One of this season’s most anticipated movies is Tom Ford’s Nocturnal Animals. Based on the novel Tony & Susan by Austin Wright, the film made its debut at the Venice Film Festival this week and has been receiving great reviews. 

Ford is the fashion designer famous for taking over Gucci before he left to start his own line. He broke into film with A Single Man starring Colin Firth and Julianne Moore without leaving the world of design behind. That’s how he rolls.

Having recently finished reading Tony & Susan, the headline for Stephen Galloway’s story about Ford —“Tom Ford’s Inner Life: A Director’s Turmoil, Depression Battles and Staggering Talent’’ in The Hollywood Reporter caught my eye.

Struck by how often depression seems to strike creative people and the rich and famous, those, looking only on the outside, that you would never ever expect of having inner struggles, I actually read the entire article at The Hollywood Reporter

Fed up with the superficiality of the world he works in, Ford has used his own preoccupations in the film.

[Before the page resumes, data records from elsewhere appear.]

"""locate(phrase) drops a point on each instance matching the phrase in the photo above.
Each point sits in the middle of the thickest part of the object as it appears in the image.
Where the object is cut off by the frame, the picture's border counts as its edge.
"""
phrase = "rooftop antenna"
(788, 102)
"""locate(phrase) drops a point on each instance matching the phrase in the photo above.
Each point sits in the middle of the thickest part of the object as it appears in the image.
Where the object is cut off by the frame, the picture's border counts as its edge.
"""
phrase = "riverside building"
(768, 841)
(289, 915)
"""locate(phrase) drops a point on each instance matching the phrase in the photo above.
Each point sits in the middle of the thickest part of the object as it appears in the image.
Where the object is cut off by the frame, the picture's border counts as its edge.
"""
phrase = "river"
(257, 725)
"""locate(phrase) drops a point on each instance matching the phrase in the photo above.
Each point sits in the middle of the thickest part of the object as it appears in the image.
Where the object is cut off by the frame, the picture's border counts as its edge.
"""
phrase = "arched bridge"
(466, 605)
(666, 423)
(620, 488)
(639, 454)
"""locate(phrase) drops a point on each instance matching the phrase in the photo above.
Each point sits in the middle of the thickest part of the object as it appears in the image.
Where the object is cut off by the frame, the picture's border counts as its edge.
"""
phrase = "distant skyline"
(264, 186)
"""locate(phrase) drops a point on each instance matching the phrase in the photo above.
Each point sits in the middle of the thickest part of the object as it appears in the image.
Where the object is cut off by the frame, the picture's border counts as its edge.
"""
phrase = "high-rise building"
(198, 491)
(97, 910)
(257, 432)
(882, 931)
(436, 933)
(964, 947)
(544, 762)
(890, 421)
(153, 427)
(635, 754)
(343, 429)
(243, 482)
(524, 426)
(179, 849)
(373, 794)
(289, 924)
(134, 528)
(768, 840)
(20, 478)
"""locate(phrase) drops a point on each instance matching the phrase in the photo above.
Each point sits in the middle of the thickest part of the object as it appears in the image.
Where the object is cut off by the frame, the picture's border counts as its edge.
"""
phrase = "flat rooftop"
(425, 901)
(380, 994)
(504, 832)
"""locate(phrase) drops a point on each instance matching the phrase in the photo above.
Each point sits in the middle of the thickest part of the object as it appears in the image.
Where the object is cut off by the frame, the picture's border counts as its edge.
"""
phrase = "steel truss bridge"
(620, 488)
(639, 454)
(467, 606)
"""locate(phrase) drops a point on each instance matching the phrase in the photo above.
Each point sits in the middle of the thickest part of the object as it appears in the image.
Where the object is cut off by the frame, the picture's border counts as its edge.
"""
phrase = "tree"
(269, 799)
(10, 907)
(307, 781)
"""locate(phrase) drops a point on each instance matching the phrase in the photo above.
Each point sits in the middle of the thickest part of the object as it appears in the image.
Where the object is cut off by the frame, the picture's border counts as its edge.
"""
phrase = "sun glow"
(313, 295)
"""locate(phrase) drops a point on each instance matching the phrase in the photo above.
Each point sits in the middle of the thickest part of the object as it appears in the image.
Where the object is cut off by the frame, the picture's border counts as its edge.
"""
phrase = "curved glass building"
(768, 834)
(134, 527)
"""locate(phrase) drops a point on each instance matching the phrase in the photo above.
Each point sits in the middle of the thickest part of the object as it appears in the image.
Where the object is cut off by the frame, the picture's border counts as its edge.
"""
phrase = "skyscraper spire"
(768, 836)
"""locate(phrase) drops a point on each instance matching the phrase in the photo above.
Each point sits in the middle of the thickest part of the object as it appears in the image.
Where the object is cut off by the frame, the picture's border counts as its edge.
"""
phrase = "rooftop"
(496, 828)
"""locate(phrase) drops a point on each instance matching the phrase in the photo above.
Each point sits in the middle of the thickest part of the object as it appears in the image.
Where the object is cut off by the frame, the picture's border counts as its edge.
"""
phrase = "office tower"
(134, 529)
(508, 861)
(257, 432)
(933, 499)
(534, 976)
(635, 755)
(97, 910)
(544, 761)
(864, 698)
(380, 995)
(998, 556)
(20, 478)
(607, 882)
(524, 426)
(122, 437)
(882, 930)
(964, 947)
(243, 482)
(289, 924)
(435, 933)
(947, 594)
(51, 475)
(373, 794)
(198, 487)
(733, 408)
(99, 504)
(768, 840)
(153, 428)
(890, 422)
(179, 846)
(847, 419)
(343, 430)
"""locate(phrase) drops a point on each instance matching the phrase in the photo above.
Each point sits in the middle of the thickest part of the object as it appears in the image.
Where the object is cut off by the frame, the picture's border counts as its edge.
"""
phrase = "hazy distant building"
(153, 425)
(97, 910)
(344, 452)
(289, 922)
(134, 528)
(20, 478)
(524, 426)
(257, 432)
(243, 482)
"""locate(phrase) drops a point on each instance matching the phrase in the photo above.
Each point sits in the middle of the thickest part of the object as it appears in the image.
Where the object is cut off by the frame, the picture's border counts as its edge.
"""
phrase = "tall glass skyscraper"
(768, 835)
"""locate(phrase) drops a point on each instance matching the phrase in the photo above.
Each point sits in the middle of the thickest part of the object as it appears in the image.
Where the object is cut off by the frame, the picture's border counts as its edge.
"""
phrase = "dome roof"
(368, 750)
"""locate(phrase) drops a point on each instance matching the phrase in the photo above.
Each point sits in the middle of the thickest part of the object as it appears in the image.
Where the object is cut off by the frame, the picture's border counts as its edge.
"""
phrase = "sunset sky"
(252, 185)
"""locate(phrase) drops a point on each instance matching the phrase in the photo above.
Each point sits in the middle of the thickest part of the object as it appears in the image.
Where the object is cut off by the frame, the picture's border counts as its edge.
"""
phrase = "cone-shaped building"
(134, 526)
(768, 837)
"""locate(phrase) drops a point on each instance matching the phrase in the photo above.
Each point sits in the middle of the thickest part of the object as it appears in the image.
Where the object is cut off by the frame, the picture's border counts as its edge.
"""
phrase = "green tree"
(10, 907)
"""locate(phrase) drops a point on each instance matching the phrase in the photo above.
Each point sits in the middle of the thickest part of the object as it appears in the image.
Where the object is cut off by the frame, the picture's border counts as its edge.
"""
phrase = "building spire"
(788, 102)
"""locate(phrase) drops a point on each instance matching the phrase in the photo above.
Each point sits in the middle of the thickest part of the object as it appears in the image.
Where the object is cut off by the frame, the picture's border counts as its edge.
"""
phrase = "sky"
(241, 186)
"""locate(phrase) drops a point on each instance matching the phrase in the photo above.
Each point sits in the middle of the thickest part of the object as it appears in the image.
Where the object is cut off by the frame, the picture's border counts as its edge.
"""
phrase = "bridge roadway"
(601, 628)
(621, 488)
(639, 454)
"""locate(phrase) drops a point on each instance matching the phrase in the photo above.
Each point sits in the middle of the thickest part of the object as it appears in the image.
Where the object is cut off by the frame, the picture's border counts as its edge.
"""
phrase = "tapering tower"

According to THR, in Ford’s Tony and Susan “Amy Adams plays Susan, a successful art dealer struggling to find enduring values in an increasingly disposable world, who has a life-altering experience while reading a novel about a family man who gets brutally attacked while driving through rural Texas.’’

In the novel, Susan—older at 49 than Adams—teaches part time at the college, manages the house and the kids while her husband is having an affair. The book she reads is actually written by her ex-husband, the man she left her current husband for.

As in the book, the movie goes back and forth between both stories.

Galloway notes “just as A Single Man touched on themes close to Ford's heart, so does Nocturnal Animals, which explores the soul-sucking perils of materialism and consumerism (the very things that have made Ford — who sells a $19,400 Natalia alligator skin shoulder bag — a fortune).’’

“Susan is quite literally me. She’s someone who has material things but realizes — maybe this happened to me seven or eight years ago — those aren't the things that are important. She is struggling with the world that I live in: the world of absurd rich [people], the hollowness and emptiness I perceive in our culture. 

[Life] can be an endless, unfulfilling quest for some sort of happiness that is elusive. Because the whole concept of happiness as peddled by our culture doesn’t exist. Nobody lives happily ever after. If you buy this and do that and build this house, you’re not going to be happy. Life is happy, sad, tragic, joyful. But that’s not what we’re taught, that’s not what our culture pounds into our heads.’’
Tom Ford sharing the secret of happiness? What do you think?